New York
Sarah Charlesworth
Maccarone | 630 Greenwich Street
630 Greenwich Street
April 25–June 14, 2014
Polished pictures of a floating world, Sarah Charlesworth’s series “Objects of Desire,” 1983–88, once aptly injected beauty where it didn’t belong—deconstruction, postmodernism, Conceptualism—and inspired her peers and later generations to do the same. The images have aged very well. Today, these key works by the late artist come together as potent omens for our decontexualized image glut and herald her own long-standing interests—gender, politics, myth, and magic. Cut out from various books and magazines, the fragments are isolated on viscous, searing Cibachrome backgrounds and range from David Bowie as Golden Boy on black to a Black Woman on white, and are paired in lacquered frames of the same color that often touch and overlap, as in Figures (all 1983–84), where Marlene Dietrich’s silky gown against black is compared and contrasted with a satin bondage body suit on red—conscious meets subconscious.

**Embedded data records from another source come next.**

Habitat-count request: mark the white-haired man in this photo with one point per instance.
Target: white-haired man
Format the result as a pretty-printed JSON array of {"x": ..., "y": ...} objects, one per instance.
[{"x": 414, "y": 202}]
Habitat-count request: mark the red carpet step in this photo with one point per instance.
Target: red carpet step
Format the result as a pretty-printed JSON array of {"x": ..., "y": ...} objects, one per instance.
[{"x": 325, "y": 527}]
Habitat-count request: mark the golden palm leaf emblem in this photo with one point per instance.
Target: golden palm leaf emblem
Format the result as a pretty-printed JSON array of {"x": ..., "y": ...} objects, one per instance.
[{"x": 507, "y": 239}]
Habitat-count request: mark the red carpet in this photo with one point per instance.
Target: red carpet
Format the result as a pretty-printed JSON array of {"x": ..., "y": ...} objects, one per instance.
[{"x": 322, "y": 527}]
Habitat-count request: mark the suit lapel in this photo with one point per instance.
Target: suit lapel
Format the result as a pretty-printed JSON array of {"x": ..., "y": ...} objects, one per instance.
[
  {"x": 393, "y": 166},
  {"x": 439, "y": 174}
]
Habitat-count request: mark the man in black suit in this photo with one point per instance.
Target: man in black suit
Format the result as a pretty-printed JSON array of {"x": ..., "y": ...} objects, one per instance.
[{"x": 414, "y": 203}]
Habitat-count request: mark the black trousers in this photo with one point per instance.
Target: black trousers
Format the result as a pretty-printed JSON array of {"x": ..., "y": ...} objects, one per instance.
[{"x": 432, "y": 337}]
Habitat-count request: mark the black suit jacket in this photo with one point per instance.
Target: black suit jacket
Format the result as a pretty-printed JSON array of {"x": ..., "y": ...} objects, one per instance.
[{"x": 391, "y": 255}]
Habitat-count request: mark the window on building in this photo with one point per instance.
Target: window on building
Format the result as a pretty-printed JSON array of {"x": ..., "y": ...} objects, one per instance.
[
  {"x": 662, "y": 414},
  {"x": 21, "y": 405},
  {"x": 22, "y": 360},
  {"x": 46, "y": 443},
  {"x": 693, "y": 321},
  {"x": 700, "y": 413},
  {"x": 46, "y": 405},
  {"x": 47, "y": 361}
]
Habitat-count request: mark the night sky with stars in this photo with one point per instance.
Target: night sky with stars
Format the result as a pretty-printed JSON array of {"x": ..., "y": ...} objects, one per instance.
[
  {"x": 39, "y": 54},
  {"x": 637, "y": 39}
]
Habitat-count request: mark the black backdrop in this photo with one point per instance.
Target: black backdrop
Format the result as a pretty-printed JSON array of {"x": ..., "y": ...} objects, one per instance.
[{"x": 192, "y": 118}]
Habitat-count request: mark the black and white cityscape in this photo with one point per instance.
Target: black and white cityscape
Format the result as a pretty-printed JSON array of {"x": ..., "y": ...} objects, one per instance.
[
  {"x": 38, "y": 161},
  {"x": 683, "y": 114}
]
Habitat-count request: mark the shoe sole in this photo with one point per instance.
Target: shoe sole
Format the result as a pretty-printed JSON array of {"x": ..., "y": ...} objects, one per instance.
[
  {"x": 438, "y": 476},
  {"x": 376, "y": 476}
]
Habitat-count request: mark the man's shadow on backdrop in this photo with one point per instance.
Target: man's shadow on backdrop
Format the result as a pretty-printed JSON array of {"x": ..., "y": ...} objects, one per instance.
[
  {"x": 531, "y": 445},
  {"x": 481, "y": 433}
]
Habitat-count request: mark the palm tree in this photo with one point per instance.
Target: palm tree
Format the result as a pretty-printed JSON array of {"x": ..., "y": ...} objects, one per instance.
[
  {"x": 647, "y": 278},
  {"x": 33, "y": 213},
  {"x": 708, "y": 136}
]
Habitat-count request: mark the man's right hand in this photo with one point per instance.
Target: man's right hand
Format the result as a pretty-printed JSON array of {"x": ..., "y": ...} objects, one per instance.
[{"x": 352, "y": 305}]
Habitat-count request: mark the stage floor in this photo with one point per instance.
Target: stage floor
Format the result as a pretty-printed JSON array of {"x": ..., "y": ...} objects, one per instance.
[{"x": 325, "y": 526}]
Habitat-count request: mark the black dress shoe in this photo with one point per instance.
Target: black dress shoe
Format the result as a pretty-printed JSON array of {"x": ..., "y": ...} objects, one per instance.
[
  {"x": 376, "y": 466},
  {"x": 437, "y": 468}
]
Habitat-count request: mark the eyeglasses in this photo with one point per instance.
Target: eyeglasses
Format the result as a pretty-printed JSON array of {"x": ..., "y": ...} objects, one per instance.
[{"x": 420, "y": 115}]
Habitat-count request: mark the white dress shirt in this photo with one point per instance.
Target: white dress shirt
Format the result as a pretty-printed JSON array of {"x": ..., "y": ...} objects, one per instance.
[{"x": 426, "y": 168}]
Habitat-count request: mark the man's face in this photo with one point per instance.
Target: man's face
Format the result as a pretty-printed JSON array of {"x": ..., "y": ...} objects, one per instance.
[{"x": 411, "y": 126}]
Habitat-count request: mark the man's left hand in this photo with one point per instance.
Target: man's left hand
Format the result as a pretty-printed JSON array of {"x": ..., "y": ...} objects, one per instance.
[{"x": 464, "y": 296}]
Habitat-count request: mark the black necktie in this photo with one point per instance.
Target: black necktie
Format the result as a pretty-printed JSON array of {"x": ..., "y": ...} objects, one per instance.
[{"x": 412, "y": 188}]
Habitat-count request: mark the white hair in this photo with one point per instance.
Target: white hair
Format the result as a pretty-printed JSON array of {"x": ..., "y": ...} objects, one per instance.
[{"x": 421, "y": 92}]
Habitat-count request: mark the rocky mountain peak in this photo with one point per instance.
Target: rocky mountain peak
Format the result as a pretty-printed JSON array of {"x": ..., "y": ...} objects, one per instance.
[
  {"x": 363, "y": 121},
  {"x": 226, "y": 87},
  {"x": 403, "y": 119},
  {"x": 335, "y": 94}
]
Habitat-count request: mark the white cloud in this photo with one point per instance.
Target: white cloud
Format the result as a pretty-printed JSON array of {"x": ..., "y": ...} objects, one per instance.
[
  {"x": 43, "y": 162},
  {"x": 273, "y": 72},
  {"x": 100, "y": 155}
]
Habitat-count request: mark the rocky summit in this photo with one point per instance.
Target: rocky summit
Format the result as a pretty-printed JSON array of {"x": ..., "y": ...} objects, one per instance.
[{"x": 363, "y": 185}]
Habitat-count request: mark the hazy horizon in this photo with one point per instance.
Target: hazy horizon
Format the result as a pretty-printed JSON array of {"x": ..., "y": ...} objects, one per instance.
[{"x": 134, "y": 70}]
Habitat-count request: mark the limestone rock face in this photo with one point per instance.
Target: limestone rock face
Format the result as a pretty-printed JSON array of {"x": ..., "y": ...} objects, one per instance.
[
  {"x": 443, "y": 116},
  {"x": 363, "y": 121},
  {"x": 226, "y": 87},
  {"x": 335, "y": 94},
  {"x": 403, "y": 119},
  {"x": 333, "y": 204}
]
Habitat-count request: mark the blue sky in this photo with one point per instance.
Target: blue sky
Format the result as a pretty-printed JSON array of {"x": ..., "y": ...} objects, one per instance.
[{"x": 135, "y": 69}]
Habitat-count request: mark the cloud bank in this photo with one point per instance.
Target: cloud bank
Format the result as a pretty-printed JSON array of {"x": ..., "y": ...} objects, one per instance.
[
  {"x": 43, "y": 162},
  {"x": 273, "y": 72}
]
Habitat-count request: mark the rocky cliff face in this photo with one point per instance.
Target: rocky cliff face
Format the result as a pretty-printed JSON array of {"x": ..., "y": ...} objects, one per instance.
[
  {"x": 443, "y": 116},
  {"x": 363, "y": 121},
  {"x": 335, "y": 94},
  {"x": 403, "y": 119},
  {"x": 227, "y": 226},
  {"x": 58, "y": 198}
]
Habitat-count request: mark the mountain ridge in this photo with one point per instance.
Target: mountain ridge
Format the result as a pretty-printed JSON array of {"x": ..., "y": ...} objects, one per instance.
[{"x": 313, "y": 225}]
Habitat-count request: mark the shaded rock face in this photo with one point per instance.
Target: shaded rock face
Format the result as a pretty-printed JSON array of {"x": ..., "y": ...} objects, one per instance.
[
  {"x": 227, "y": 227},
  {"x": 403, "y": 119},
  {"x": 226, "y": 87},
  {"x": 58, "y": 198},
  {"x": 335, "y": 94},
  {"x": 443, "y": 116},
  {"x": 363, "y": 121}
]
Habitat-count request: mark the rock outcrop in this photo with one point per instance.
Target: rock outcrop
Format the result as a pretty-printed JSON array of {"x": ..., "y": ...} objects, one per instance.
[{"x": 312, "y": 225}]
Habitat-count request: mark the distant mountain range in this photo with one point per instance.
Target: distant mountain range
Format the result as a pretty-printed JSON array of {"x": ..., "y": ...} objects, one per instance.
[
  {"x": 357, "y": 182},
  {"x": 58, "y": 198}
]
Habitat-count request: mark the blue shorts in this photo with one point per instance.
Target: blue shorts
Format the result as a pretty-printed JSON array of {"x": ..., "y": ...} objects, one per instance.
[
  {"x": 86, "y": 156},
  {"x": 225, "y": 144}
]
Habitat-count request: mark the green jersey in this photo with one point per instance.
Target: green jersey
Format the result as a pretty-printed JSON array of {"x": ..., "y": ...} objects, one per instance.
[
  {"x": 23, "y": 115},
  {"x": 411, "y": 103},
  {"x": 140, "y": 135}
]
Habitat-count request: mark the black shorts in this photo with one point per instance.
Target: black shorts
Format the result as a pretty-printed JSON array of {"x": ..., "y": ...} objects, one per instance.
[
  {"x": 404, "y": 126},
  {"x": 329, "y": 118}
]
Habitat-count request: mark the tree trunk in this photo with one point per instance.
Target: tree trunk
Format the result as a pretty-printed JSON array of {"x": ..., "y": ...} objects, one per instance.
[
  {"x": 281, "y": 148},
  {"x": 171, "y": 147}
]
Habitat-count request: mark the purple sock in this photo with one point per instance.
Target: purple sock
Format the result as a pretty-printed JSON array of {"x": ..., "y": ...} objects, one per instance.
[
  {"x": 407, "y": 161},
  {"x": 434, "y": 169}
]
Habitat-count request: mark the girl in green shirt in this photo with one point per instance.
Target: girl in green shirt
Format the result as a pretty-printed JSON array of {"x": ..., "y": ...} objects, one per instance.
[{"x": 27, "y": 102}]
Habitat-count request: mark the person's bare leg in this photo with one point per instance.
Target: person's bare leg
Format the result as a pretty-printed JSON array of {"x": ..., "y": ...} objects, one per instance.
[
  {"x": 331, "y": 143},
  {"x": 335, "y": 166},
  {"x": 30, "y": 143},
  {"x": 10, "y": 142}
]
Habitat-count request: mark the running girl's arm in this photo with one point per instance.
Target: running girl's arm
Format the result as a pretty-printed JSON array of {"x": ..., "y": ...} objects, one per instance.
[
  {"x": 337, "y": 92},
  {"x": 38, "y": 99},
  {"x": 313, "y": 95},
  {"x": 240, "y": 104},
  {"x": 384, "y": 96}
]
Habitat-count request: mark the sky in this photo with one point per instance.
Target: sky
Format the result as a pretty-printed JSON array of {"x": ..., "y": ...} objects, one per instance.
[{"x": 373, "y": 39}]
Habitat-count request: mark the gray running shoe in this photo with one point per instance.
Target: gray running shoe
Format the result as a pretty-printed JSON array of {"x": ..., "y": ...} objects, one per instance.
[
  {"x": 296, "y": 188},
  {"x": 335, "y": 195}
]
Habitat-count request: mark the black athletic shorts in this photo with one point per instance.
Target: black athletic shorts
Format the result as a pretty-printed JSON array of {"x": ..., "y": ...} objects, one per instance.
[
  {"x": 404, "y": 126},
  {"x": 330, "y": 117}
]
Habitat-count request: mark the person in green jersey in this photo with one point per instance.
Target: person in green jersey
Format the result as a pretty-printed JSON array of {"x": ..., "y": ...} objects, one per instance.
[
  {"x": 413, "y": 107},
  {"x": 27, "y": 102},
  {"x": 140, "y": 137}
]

At once collage and color studies, the series feels painterly and sculptural at the same time that it deeply roots Charlesworth as a photographer, a role that she always treated as a problem rather than simply adapting the medium as her métier and subject. Most of all, the work serves as a somber reminder of just how ahead of her time she typically was. Charlesworth divorced these images from their contexts not only to abstract them from how they would be normally seen, but also to tap into their alluring symbolic meaning. They leave a lasting mark in one’s mind, as did she.